Uitspraak
RECHTBANK ROTTERDAM
1.De procedure
- de dagvaarding van 29 augustus 2024, met bijlagen;
- de mail van 4 oktober 2024 van [persoon A] namens [gedaagde] met een verzoek om uitstel.
2.Het geschil
- [gedaagde] te veroordelen aan haar te betalen € 6.738,12 met rente;
- [gedaagde] te veroordelen in de proceskosten;
- het vonnis uitvoerbaar bij voorraad te verklaren.

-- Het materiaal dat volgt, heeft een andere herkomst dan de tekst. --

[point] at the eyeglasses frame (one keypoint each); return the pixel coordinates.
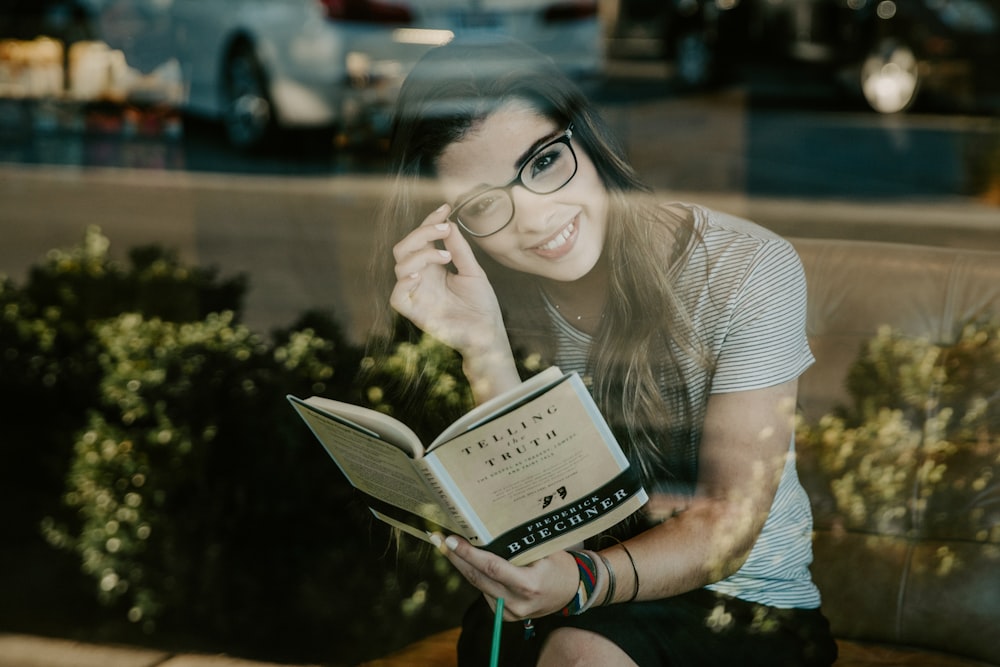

[gedaagde] is een overeenkomst aangegaan voor de huur van een compressor en een diamantboor met [eiseres] . [eiseres] heeft [gedaagde] facturen verstuurd voor de huur van de compressor en de diamantboor. [gedaagde] heeft deze facturen niet betaald. [gedaagde] heeft een betalingsverplichting op basis van de huurovereenkomsten en moet daarom € 5.362,31 betalen. Daarnaast heeft [gedaagde] een verkeersovertreding begaan, terwijl zij met een gehuurde aanhangwagen van [eiseres] reed. [eiseres] heeft een factuur verstuurd voor de betaling van deze verkeersboete, maar [gedaagde] heeft die factuur niet betaald. [gedaagde] moet als veroorzaker van de boete, een schadevergoeding van € 247,00 betalen.